O imposto sobre o tráfego de dados proposto por Orbán é algo único no mundo. Mas, já no final de 2010, entrou em vigor na Hungria uma lei da mídia que chamou a atenção de toda a Europa. A lei previa, entre outros, que os jornalistas se comprometessem a "informar de forma equilibrada e a fortalecer a identidade nacional". Para garantir que isso acontecesse, foi criado um órgão regulador da mídia, que poderia impor pesadas multas no caso de infração.
Quem não cumprisse as vagas determinações do governo – cuja escolha de palavras pode ser interpretada de forma arbitrária – poderia contar com pesadas multas. Isso afetaria jornais e revistas, emissoras, blogueiros e portais de internet. Falava-se de uma "homogeneização", de uma "autocensura da mídia" ordenada pelo governo. A UE protestou veemente contra esse projeto – e ameaçou com consequências. Orbán finalmente cedeu e abrandou a lei, acalmando assim, ao menos temporariamente, os ânimos na Comissão Europeia.
História continua
O tema saiu das manchetes por um tempo. Então, em novembro de 2013, o Parlamento em Budapeste aprovou uma dura multa para a divulgação de áudios e vídeos supostamente difamatórios. Para os órgãos reguladores da mídia, há uma ampla margem para a interpretação do conceito "difamatório". Isso torna praticamente impossível, por exemplo, a realização de vídeos com conteúdo crítico ao governo.
Em junho de 2014 surgiu então um novo caso: o editor-chefe de um portal independente de notícias foi demitido após uma série de artigos críticos ao governo. Além disso, foram introduzidos aumentos de impostos drásticos sobre as receitas de publicidade. Isso significa o fim das publicações pequenas e independentes, dizem os críticos, explicando que esses meios de comunicação vivem das receitas de publicidade.
Imposto até sobre higiene
A finalidade do planejado imposto sobre a internet seria aliviar, supostamente, os cofres do Tesouro húngaro. O país está muito endividado. Assim, na Hungria, tudo é tributado: do envio de mensagens de texto, passando pelo café e espumante até artigos de higiene pessoal. Além do mais elevado Imposto sobre Valor Agregado da Europa (27%), há também um imposto sobre as telecomunicações e sobre as transações bancárias.

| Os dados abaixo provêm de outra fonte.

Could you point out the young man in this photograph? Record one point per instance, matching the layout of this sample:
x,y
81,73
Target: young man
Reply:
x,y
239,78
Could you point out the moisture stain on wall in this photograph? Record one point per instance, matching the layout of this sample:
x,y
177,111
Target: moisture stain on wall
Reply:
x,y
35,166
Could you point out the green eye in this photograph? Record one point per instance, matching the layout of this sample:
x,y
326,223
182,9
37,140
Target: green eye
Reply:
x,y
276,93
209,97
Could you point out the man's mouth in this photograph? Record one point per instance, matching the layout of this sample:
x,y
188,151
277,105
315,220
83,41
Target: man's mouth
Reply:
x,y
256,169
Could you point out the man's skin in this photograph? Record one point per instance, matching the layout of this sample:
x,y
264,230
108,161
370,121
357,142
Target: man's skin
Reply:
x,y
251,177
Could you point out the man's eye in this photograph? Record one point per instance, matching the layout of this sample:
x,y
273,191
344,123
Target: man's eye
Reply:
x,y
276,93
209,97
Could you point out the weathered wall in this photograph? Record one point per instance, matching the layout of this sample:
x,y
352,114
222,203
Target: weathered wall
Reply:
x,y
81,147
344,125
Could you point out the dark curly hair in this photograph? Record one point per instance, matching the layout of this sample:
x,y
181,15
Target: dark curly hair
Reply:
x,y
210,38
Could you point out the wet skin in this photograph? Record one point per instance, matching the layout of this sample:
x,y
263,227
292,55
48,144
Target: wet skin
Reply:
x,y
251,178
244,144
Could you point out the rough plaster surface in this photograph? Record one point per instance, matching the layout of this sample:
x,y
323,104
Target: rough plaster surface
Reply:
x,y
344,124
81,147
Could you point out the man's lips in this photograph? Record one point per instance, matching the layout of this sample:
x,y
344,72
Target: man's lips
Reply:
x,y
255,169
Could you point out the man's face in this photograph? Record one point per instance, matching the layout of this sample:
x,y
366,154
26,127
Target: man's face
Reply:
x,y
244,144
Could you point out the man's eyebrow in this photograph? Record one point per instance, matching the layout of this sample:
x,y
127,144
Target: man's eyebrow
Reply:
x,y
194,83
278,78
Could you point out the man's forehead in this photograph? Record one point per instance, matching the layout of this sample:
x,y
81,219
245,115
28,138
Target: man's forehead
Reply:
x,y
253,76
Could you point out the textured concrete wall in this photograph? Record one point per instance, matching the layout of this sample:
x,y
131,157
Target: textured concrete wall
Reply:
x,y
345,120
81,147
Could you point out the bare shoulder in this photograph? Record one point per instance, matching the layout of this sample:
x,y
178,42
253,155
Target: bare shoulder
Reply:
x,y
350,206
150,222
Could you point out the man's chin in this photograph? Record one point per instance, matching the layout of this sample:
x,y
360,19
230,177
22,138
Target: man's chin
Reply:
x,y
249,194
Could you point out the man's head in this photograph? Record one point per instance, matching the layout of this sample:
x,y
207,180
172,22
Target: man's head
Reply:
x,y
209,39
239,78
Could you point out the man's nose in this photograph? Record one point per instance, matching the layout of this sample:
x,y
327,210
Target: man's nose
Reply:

Embora o planejado imposto mensal máximo de cerca de R$ 7,00 sobre a internet não parecesse algo dramático, ele representava mais um taxa para o contribuinte húngaro, cada vez mais sobrecarregado. As empresas também deveriam ser afetadas. E, certamente, iriam transferir os novos custos para os usuários.
Mas, mais do que o novo imposto, o que provocou a ira de muitos húngaros foi o ataque à internet que ele representava. Dezenas de milhares de pessoas tomaram as ruas de Budapeste para pedir a retirada dos planos do governo. E Orbán acabou cedendo, a princípio.
Já há muito tempo, a organização Repórteres sem Fronteiras (RSF) vem constatando uma tendência de queda da liberdade de expressão na Hungria. No Índice da Liberdade de Imprensa divulgado pela RSF no início deste ano, a Hungria caiu sete pontos e ocupa agora a 64ª posição entre 180 países listados.